KANSAS CITY, Mo. -- Some are calling it a victory for the Fourth Amendment, while others say it will let suspected drunk drivers off the hook. The Kansas Supreme Court struck down a law that makes it a crime for drunk driving suspects to refuse to give a breath or blood test at a drunk driving stop.
Up until Friday, if a driver in Kansas refused a breath or blood test they faced being charged with a crime that could lead to double the jail time and fine. The driver also lost their license. It was an incentive for drivers to take the breath or blood test. On Friday, The Kansas Supreme Court said that law violates the U.S. Constitution Fourth Amendment. Basically, it's an unreasonable search.
"Law enforcement needs all tools available to keep drunk drivers off the roads," said Lori Marshall, a program manager with Mothers Against Drunk Driving, who is upset about the ruling. "We need every tool we can to keep those people off the streets and keep the streets safe."
Drivers can still lose their license, since that's a civil matter. However, they cannot be thrown in jail for committing the crime of refusal. The law didn't criminalize a first time refusal, so Friday's ruling applies to a second refusal or more.
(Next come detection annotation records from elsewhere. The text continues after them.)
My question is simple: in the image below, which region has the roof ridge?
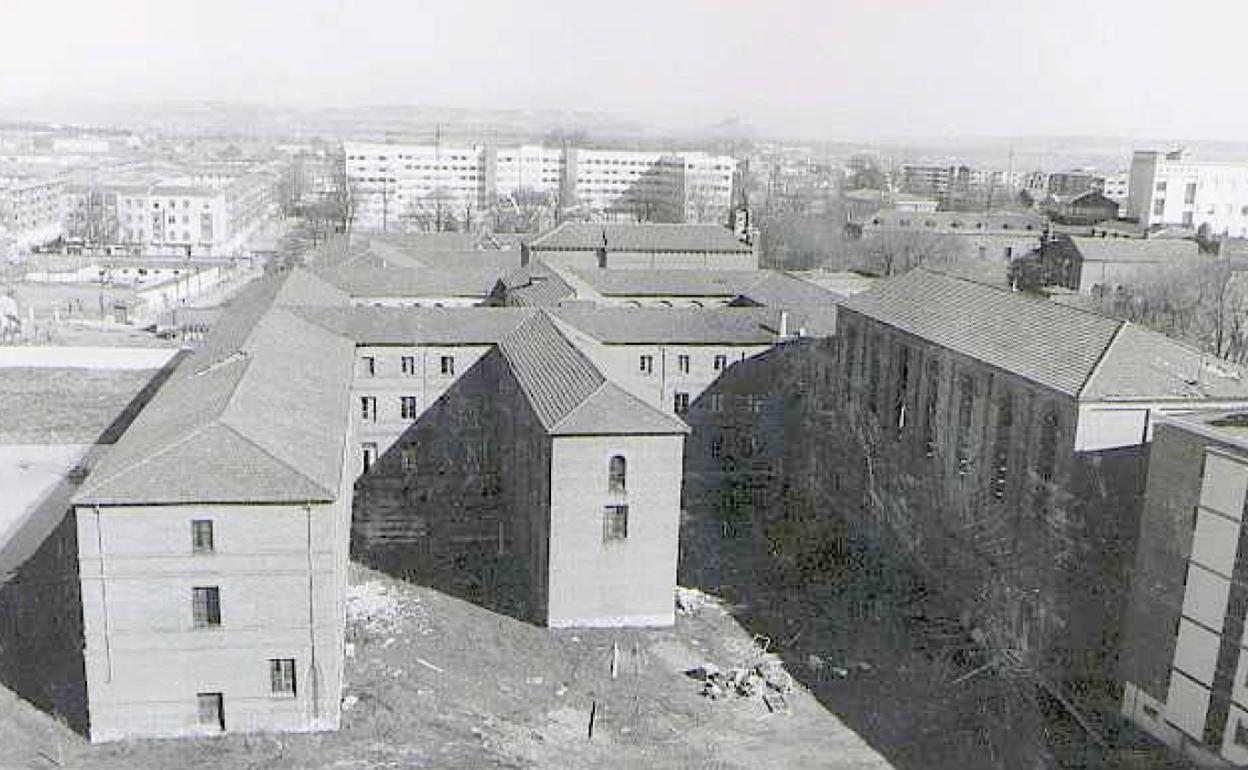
[918,265,1123,324]
[1075,315,1127,401]
[74,417,217,499]
[215,417,338,498]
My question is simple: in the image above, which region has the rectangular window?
[195,693,226,730]
[892,344,910,438]
[268,658,295,696]
[191,585,221,628]
[603,505,628,543]
[673,393,689,414]
[399,444,416,470]
[1236,720,1248,746]
[957,374,975,475]
[191,519,212,553]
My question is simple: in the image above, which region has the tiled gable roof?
[318,265,504,298]
[529,222,753,253]
[572,268,758,297]
[292,307,534,344]
[75,303,353,504]
[1060,236,1199,262]
[550,307,779,344]
[498,312,689,436]
[494,260,577,307]
[844,268,1248,401]
[498,312,607,431]
[841,268,1122,397]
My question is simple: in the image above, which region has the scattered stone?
[763,693,789,714]
[676,585,710,615]
[685,663,720,681]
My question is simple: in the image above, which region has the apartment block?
[1127,150,1248,237]
[64,167,278,257]
[1121,412,1248,768]
[343,142,736,232]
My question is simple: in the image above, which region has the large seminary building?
[0,230,833,741]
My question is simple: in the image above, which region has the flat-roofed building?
[1127,150,1248,237]
[343,142,736,232]
[1119,412,1248,766]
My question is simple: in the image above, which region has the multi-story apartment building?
[1101,171,1131,206]
[65,163,278,257]
[1127,150,1248,237]
[1048,171,1104,197]
[1119,412,1248,768]
[343,142,736,232]
[0,166,65,253]
[520,222,759,271]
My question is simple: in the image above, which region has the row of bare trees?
[1096,260,1248,363]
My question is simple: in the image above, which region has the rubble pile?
[685,659,792,711]
[347,580,431,636]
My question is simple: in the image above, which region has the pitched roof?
[841,267,1121,397]
[733,271,840,337]
[317,263,505,298]
[529,222,753,253]
[842,268,1248,401]
[864,210,1045,233]
[1058,236,1199,262]
[293,307,534,344]
[273,267,351,307]
[572,268,758,297]
[75,308,353,505]
[494,260,577,307]
[550,307,779,344]
[498,311,689,436]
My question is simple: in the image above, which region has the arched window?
[607,454,628,494]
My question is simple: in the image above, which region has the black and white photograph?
[0,0,1248,770]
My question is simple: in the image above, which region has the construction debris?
[685,660,792,708]
[676,585,714,615]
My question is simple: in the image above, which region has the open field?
[0,565,889,770]
[0,367,163,444]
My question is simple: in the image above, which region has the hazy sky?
[0,0,1248,140]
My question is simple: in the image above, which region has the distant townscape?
[7,115,1248,769]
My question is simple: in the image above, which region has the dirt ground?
[0,367,156,444]
[680,506,1183,770]
[0,565,889,770]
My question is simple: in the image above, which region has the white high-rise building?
[343,142,736,232]
[1127,150,1248,237]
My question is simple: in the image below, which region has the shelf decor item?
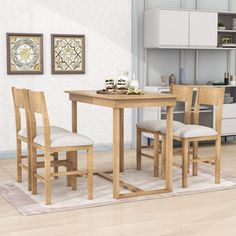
[51,34,85,74]
[218,22,226,30]
[221,36,233,45]
[7,33,43,74]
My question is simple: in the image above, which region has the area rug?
[0,166,236,216]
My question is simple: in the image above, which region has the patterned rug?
[0,166,236,216]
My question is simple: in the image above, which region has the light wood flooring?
[0,143,236,236]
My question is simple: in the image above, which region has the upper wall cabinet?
[144,9,189,48]
[144,9,218,48]
[189,11,218,47]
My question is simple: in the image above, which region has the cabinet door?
[159,10,189,47]
[189,12,218,47]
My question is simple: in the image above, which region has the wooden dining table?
[66,90,176,199]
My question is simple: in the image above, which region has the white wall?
[0,0,131,152]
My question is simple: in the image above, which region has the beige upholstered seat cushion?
[170,125,217,138]
[137,120,185,132]
[34,131,93,147]
[18,126,69,137]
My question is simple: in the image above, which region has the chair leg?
[215,138,221,184]
[136,128,142,170]
[44,151,52,205]
[161,135,166,179]
[53,152,59,179]
[193,142,198,176]
[70,152,78,190]
[153,132,159,177]
[87,146,93,200]
[31,147,37,194]
[27,143,32,191]
[16,139,22,182]
[66,152,72,187]
[182,139,189,188]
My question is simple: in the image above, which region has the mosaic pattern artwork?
[7,34,43,74]
[52,35,85,74]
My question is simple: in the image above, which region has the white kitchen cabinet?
[144,9,189,48]
[189,11,218,48]
[159,10,189,47]
[144,9,218,48]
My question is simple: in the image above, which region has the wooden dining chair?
[161,86,225,188]
[136,84,193,178]
[12,87,63,191]
[28,91,93,205]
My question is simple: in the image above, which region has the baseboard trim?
[0,142,132,160]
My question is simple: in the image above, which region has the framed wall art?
[7,33,43,74]
[51,34,85,74]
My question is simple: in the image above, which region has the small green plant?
[218,22,225,27]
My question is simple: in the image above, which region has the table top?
[65,90,176,108]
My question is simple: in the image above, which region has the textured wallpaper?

"Any pending DUI right now in Kansas where they took the breath test that person is going to say 'you made me do it' and they should be able to get that tossed out," said Paul Burmaster, attorney with The Santa Fe Law Building in Overland Park.
The U.S. Supreme Court has agreed to hear the issue out of several other states. On Friday, the attorney general issued revised consent forms for all law enforcement agencies across the state to comply with the ruling.